The famous scientist and inventor, Nikola Tesla, in 1926 predicted the growth in connectivity in his interview with Collier magazine.

“When wireless is perfectly applied the whole earth will be converted into a huge brain, which in fact it is, all things being particles of a real and rhythmic whole.  We shall be able to communicate with one another instantly, irrespective of distance… and the instruments through which we shall be able to do this will be amazingly simple compared with our present telephone.  A man will be able to carry one in his vest pocket”. 

He certainly got that right, but I suspect the range of connected devices and the plethora of information that they collect, would have surprised even him.    

So, what is the Internet of Things?

It is a term used to refer to the many devices (eg. phones, fitbits, smart fridges, smart speakers, smart heating systems, children’s toys) that are connected together and able to transfer data over a computer network.  They can recognise when you are nearly out of milk or eggs, they can calculate how many steps you have taken today and how many calories you have burned, they can control your home heating, they can tell you when you are fertile!  These can save us time and money, encourage us to keep fit, track our children’s whereabouts, cut waste, help reduce greenhouse emissions and even help us procreate.    (Gartner Says the Internet of Things Installed Base Will Grow to 26 Billion Units by 2020, n.d.).  The question is, are there any risks of these fantastic innovations?


Unfortunately, yes.  Security is a major issue.  Many manufacturers of early devices did not build strong (if any) security into their products, and many consumers do not take even the basic step of changing the default passwords.  Even for those who do, they are often not provided with notifications of security updates in the way that our phones do.  Many devices require us to input details of our personal information and this is poorly protected from hackers.  Also, if there is a bug in one part of the connected system, all connected devices are likely to be corrupted.  This leaves IoT devices as the weak link in household networks.  Equally worrying is the vulnerability of unsecured Bluetooth technology embedded in many talking toys which can allow strangers to communicate with our children.


Another major problem is privacy.   Although public awareness is growing of the value of our data to commercial, political and other players, it is easy  to forget that connected devices in our homes are collecting data on us all the time (that’s what makes them “smart”) and it is not always obvious how the data will be used.

Think about the smart vacuum cleaner that takes a floor plan of your house to enable it to clean automatically – who will it be shared with?  What about smart speakers? – Google recently admitted their staff listened to private recordings from smart speakers.  

What about surveillance? – who might be interested in buying or hacking into data that reveals the whereabouts and activities of particular users?   Do not be naive and think that nobody’s watching what we are doing, buying and behaving.  All that data has value to someone and can be analysed and used in microtargeted advertising if not more nefarious ways.    

So how do you protect yourself?

One of the most important things to do, if you haven’t already, is to  change the  password on your router and all your connected devices.  Most of us leave them on the default setting from when they were purchased.   Also, if there is an associated website, check the privacy policy to see what data is being collected and who it is being shared with.
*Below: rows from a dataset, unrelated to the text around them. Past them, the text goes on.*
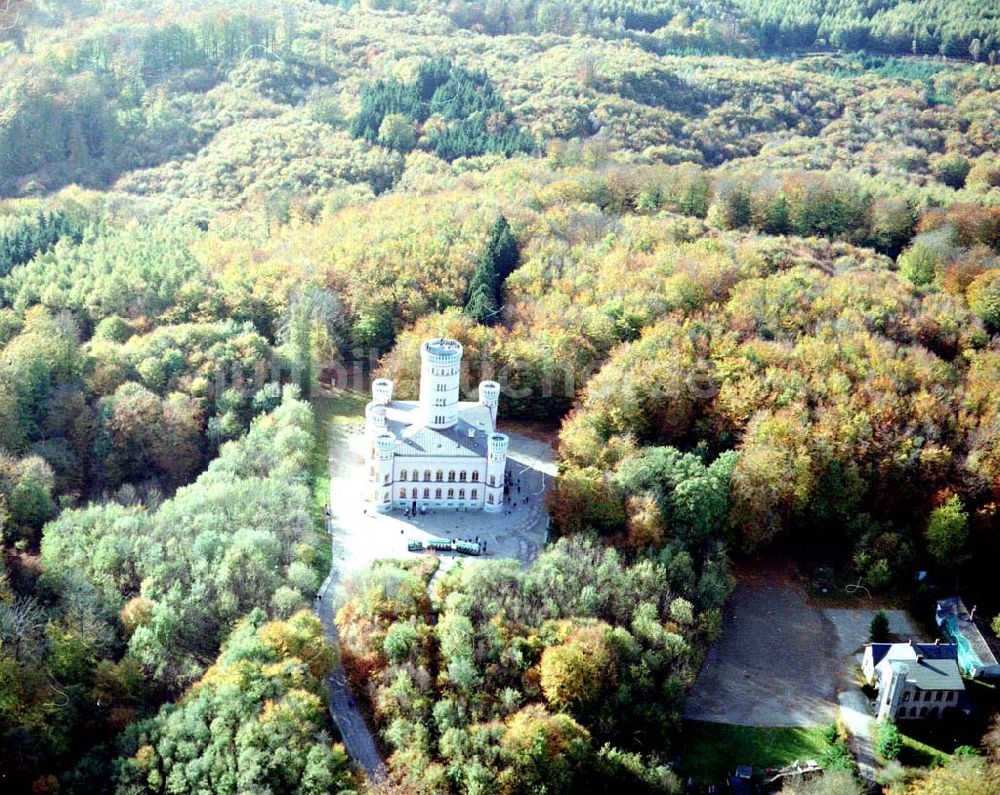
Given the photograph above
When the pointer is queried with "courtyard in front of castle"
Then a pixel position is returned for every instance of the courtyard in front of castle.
(360, 535)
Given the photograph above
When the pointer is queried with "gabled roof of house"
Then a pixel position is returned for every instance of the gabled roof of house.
(931, 674)
(415, 439)
(926, 665)
(930, 651)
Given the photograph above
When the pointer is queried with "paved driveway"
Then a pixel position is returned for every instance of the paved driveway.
(780, 661)
(774, 663)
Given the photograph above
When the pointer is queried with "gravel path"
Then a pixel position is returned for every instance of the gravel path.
(353, 728)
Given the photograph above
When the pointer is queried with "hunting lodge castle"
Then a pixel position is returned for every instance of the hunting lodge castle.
(438, 451)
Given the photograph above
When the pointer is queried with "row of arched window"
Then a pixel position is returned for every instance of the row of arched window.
(473, 495)
(439, 475)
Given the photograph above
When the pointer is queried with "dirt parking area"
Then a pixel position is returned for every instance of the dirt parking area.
(780, 661)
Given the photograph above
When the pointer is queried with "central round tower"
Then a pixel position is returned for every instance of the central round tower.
(440, 375)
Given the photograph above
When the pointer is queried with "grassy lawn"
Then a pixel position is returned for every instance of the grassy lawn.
(710, 751)
(331, 414)
(919, 754)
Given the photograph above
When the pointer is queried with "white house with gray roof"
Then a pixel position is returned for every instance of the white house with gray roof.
(915, 680)
(438, 451)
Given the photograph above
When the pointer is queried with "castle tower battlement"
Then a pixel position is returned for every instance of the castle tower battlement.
(440, 377)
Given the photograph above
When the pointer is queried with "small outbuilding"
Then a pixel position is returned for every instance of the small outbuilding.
(978, 649)
(915, 680)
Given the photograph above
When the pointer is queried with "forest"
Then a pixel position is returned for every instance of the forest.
(741, 259)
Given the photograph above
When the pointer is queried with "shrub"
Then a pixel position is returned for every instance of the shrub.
(880, 627)
(888, 740)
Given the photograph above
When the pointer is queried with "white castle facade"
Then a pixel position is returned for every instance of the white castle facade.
(438, 451)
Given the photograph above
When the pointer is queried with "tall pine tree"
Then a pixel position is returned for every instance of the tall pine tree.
(497, 262)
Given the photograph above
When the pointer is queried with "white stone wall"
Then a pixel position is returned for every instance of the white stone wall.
(446, 466)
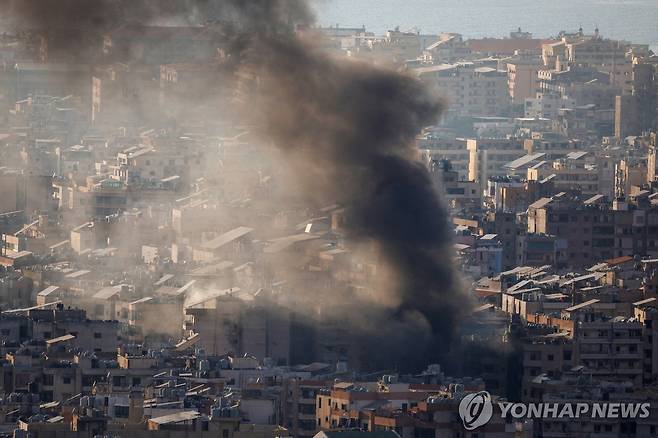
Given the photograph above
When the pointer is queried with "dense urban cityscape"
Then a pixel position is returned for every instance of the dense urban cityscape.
(234, 222)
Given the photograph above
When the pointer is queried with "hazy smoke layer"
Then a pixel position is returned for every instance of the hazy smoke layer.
(348, 131)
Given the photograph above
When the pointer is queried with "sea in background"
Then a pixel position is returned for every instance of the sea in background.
(630, 20)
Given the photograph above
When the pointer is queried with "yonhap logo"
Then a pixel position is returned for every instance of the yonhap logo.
(476, 410)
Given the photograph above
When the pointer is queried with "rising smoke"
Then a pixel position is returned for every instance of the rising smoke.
(347, 130)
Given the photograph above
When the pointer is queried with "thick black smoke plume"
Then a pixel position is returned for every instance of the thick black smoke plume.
(347, 130)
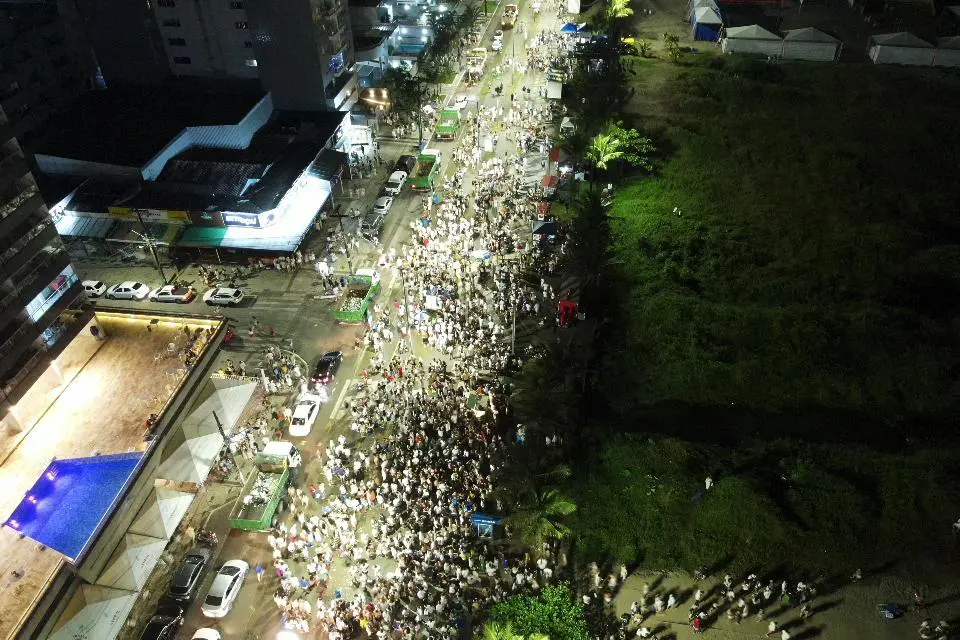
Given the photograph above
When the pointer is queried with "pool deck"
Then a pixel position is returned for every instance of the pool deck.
(110, 390)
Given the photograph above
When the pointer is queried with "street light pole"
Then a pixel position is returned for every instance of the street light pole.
(153, 250)
(346, 243)
(226, 440)
(406, 307)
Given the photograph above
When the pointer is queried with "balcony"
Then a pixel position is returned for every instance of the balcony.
(16, 344)
(340, 89)
(12, 169)
(29, 246)
(18, 208)
(40, 272)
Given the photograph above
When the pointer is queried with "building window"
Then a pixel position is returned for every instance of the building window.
(53, 292)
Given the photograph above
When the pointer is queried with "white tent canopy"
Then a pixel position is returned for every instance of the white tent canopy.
(227, 398)
(810, 44)
(192, 460)
(132, 562)
(162, 513)
(900, 48)
(751, 39)
(94, 613)
(707, 15)
(948, 52)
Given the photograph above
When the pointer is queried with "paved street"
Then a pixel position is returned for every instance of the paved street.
(295, 313)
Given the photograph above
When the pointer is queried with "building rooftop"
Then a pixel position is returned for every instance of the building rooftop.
(128, 126)
(94, 400)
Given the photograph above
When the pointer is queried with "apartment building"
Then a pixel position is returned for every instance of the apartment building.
(44, 62)
(305, 52)
(207, 38)
(40, 293)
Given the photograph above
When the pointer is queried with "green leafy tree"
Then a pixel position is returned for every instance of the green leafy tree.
(497, 631)
(553, 613)
(539, 516)
(671, 45)
(604, 149)
(635, 149)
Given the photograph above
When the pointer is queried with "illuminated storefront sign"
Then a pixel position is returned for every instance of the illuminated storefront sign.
(234, 219)
(149, 215)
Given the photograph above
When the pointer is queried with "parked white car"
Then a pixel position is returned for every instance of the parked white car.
(225, 588)
(223, 296)
(128, 291)
(173, 293)
(94, 288)
(305, 413)
(395, 182)
(383, 205)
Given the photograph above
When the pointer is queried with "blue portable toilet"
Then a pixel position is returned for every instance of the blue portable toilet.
(707, 24)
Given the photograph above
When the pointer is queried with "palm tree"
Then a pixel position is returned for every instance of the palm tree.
(603, 150)
(496, 631)
(539, 516)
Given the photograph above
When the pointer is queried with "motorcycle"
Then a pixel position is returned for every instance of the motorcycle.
(207, 538)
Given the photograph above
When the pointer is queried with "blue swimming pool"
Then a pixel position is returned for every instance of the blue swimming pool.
(67, 503)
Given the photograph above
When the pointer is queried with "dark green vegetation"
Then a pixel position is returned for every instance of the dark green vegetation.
(552, 613)
(790, 330)
(793, 331)
(815, 263)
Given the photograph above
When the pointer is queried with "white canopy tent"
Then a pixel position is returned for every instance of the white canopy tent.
(94, 613)
(900, 48)
(161, 514)
(226, 397)
(132, 562)
(810, 44)
(192, 460)
(948, 52)
(751, 39)
(707, 24)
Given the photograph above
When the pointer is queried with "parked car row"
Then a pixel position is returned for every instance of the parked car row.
(181, 294)
(166, 621)
(372, 223)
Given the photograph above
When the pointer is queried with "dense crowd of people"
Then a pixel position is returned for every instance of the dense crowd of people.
(384, 542)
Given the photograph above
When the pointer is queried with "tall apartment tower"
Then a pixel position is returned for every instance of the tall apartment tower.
(44, 61)
(304, 52)
(40, 293)
(207, 38)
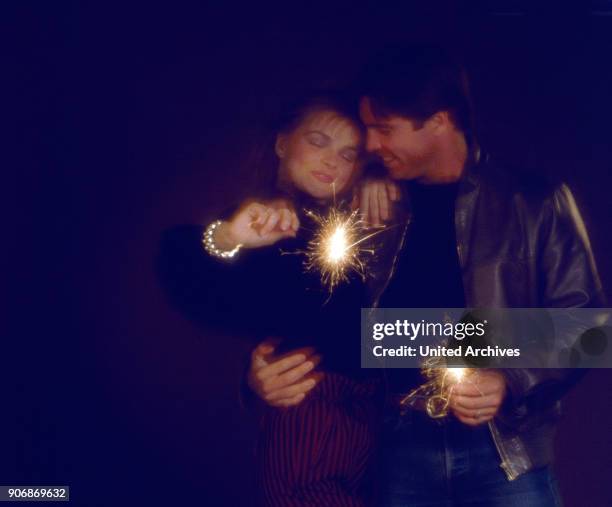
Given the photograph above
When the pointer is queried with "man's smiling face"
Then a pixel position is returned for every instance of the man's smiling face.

This includes children toys.  If these contain built-in cameras, turn it off and put the device out of sight at night. You will be amazed how hackers can switch on cameras remotely and the last thing you want is your child’s images being spread across the internet.

 6 ways to secure your IoT

  1. Start with your router and device passwords.  These are your front door so make sure you secure them. Change the password to a strong, hard to guess password.
  2. Do your homework before you buy.  Read reviews to see what the toy does and if anyone has identified any security vulnerabilities.
  3. Read the privacy policies to check what data will be collected, what it will be used for, how it will be secured and who it will be shared with.
  4. Check the app permissions associated with each new app and deny access to any unnecessary data.
  5. Regularly check for and implement updates.  You may need to check the manufacturer’s website from time to time to be aware of updates.
  6. Enable Two-Factor Authentication where available.

I love the internet and it makes my life so much easier in so many ways, but like everything in life there are risks and we need to take the time to understand how we can keep ourselves and our families safer.